The moon was a fluorescent lamp, illuminating a sky jammed with planes, many of them pulling gliders. Joe had seen pictures from the Pacific war showing ships spread from horizon to horizon. The heavens over the Channel were filled the same way but in three dimensions and more tightly.
Awesome
didn't nearly describe it, even though Joe's porthole was no more than a peephole. Inside, the only light was from pulsing cigarettes. Joe's mind was in four places—the past, present, future, and a little of the beyond. He tried to take the best from them all.

Not much from the present; that was all watching and waiting as the armada turned south. The past was about his parents and people who he wished could be watching him now. The future was not far away, a product of his training that required a leg-locked exit, tight body position, and counting to four. If the main chute didn't open then, pull the rip cord of the reserve. It wasn't much to remember but it was everything that mattered during those first four seconds, then would come a bent-leg landing, sorting his gear, finding McKnight, and moving out to the company objective.
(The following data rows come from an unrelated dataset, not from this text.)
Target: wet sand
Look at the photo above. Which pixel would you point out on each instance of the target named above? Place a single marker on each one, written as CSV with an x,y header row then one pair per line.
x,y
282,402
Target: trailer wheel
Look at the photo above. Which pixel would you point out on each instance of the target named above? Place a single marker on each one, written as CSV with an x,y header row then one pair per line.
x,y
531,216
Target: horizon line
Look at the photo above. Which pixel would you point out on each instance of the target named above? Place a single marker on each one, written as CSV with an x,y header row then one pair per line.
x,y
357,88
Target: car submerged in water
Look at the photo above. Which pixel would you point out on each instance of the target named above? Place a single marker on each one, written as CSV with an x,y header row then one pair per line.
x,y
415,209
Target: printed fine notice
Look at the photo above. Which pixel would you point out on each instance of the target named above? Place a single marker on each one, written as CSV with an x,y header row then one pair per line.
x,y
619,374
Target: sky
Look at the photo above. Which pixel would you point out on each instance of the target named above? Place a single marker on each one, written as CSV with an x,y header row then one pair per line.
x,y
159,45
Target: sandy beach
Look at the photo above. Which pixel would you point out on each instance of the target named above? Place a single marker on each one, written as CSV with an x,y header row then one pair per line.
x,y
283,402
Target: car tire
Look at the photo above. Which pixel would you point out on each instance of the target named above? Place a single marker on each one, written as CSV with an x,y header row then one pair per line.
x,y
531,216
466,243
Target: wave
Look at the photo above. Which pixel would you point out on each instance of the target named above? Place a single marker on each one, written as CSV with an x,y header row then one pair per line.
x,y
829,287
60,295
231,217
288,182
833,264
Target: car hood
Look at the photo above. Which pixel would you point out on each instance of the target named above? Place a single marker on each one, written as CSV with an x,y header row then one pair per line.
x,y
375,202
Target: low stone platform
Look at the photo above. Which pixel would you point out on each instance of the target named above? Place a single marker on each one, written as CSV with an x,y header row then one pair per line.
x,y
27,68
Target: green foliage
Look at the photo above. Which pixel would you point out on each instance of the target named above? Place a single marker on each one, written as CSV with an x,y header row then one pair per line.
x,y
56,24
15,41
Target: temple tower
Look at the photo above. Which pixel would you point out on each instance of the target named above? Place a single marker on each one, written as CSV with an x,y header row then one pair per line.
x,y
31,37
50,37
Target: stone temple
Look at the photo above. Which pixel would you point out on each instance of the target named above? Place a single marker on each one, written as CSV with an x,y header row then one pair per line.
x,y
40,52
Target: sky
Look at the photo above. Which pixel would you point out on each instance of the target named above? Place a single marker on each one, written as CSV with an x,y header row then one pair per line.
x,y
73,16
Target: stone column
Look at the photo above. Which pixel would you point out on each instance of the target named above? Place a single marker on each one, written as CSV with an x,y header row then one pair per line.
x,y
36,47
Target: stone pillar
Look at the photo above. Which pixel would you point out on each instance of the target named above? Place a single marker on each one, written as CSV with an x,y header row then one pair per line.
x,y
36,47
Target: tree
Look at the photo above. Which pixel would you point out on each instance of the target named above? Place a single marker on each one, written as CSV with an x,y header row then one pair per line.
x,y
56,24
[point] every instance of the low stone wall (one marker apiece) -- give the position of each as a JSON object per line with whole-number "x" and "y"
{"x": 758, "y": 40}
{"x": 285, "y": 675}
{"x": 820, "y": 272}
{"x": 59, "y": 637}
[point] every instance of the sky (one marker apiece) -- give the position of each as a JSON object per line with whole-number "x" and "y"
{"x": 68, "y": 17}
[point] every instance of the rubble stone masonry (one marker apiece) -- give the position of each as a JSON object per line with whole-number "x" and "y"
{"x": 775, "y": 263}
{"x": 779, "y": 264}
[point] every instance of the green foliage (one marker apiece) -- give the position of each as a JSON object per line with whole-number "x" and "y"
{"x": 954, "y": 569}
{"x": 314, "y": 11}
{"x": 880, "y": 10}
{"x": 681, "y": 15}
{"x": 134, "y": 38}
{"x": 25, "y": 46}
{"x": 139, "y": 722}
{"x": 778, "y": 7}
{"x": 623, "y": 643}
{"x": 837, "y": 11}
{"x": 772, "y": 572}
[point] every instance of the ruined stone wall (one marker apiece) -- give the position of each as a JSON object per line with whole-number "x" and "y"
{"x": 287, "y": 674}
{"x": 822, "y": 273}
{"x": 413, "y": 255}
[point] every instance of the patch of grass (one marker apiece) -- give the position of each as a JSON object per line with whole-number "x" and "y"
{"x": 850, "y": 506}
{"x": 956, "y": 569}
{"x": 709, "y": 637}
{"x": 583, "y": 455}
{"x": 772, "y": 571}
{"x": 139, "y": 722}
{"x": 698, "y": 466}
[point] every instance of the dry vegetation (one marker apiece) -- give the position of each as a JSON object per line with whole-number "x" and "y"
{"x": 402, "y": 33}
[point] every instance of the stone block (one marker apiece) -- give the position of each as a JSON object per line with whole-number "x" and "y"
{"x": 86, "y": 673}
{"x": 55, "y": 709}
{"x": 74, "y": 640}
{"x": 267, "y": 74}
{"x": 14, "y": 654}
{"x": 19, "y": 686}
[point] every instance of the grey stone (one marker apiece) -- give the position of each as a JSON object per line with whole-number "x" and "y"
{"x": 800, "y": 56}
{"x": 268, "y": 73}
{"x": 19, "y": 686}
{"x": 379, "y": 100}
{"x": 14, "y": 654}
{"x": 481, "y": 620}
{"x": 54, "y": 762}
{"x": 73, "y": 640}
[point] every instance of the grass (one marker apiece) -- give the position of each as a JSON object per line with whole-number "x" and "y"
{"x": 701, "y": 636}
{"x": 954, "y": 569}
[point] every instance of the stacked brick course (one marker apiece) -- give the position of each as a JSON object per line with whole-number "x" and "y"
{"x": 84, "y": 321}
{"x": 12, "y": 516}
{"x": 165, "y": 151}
With everything at stake, such unique concentration was unforced but set off a riptide of thoughts in all directions. More than anything else, the mind, even the most highly disciplined mind, needed distraction from an overload of concentration. As chewing gum for their thoughts, men hummed or silently whistled vacuous tunes of the times like “I Want a Zoot Suit with a Drape Shape.”

Joe indulged in such mind occupation but kept his thoughts close to what he knew he could do, not what luck could do to him; at the same time he realized that the future was no promise, only potential to continue. The priorities of the immediate future had to be taken in sequence, or the sequence would end.

Beyond was what would happen if the sequence did end. How he'd be killed didn't matter much. He imagined two doors. If he couldn't get through either one, it didn't seem he would suffer—he would instead be whisked away to a new reality.

CROUCHED AT THE HEAD
of the stick was McKnight, the jump-master, who checked off landmarks and bellowed them back so that if the plane got hit, his stick would know where they'd be bailing out.

“The English coast's behind us, men … here come the Channel Islands … whoops, they're shooting at us.”

There was a German division stationed on Guernsey and Jersey. The aerial armada skirted them with enough distance so that antiaircraft guns were ineffectual, though it seemed sure that their fire would alert batteries on the Norman coast. That didn't happen—there was only a dribble of tracers from Cotentin—perhaps because the coastal batteries were fooled into thinking that the initial wave of the armada was just another of the big bombing raids that had become so common they flew over unopposed.